Given the file [`zero.c`](examples/properties/zero.c)
```
int main() {
  int a;
  int b;
  int result = a / b;
}
```
the command
```
cbmc --div-by-zero-check zero.c
```
finds the potential for division by zero:
```
line 4 division by zero in a / b: FAILURE
```


## Type casting

* `--conversion-check` checks for values that can't be
  represented after type casts.

Given the file [`conversion.c`](examples/properties/conversion.c)
```
#include <stdint.h>
int main() {
  uint8_t x;
  uint16_t y;
  x = y;
}
```
the command
```
cbmc conversion.c
```
will succeed but the command
```
cbmc --conversion-check conversion.c
```
finds the potential for truncation of an integer value from 16 bits to 8 bits:
```
line 5 arithmetic overflow on unsigned to unsigned type conversion in (uint8_t)y:
  FAILURE
```

## Bit shifting

* `--undefined-shift-check` enables checks for undefined shift behaviors like
  shifting too far or shifting a negative value

Given the program ['shift.c'](examples/properties/shift.c)
```
int main() {
  int x = 1;
  int y = -1;
  int z;
  z = x << 64;
  z = x << -1;
  z = y << 64;
  z = y << -1;
}
```
the command
```
cbmc --undefined-shift-check shift.c
```
finds a number of undefined shift behaviors:
```
line 5 shift distance too large in x << 64: FAILURE
line 5 shift operand is negative in x << 64: SUCCESS
line 6 shift distance is negative in x << -1: FAILURE
line 6 shift operand is negative in x << -1: SUCCESS
line 7 shift distance too large in y << 64: FAILURE
line 7 shift operand is negative in y << 64: FAILURE
line 8 shift distance is negative in y << -1: FAILURE
line 8 shift operand is negative in y << -1: FAILURE
```

## Loop unwinding

* `--unwinding-assertions` enables checks that loops have been
  completely unwound.

Always run CBMC with the flag `--unwinding-assertions`.
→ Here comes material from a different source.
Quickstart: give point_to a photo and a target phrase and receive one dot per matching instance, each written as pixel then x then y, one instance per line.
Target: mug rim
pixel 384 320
Given the program [`loop.c`](examples/properties/loop.c)
```
#include <stdbool.h>
int main() {
  int bound;
  for (int i=0; i<bound; i++)
    if (i > 9) assert(false);
}
```
the command
```
cbmc --unwind 10 loop.c
```
will report
```
line 5 assertion 0: SUCCESS
```
This is a surprise.  The assertion is false.  Why did CBMC not discover this?
The problem is that the assertion fails only on the 10th iteration of the
loop, and we gave CBMC the flag `--unwind 10` that restricts CBMC
to 9 iterations (not 10!).
Use the flag `--unwinding-assertions` to detect mistakes like this.
The command
```
cbmc --unwind 10 --unwinding-assertions loop.c
```
will report
```
line 4 unwinding assertion loop 0: FAILURE
line 5 assertion 0: SUCCESS
```

Always run CBMC with the flag `--unwinding-assertions`.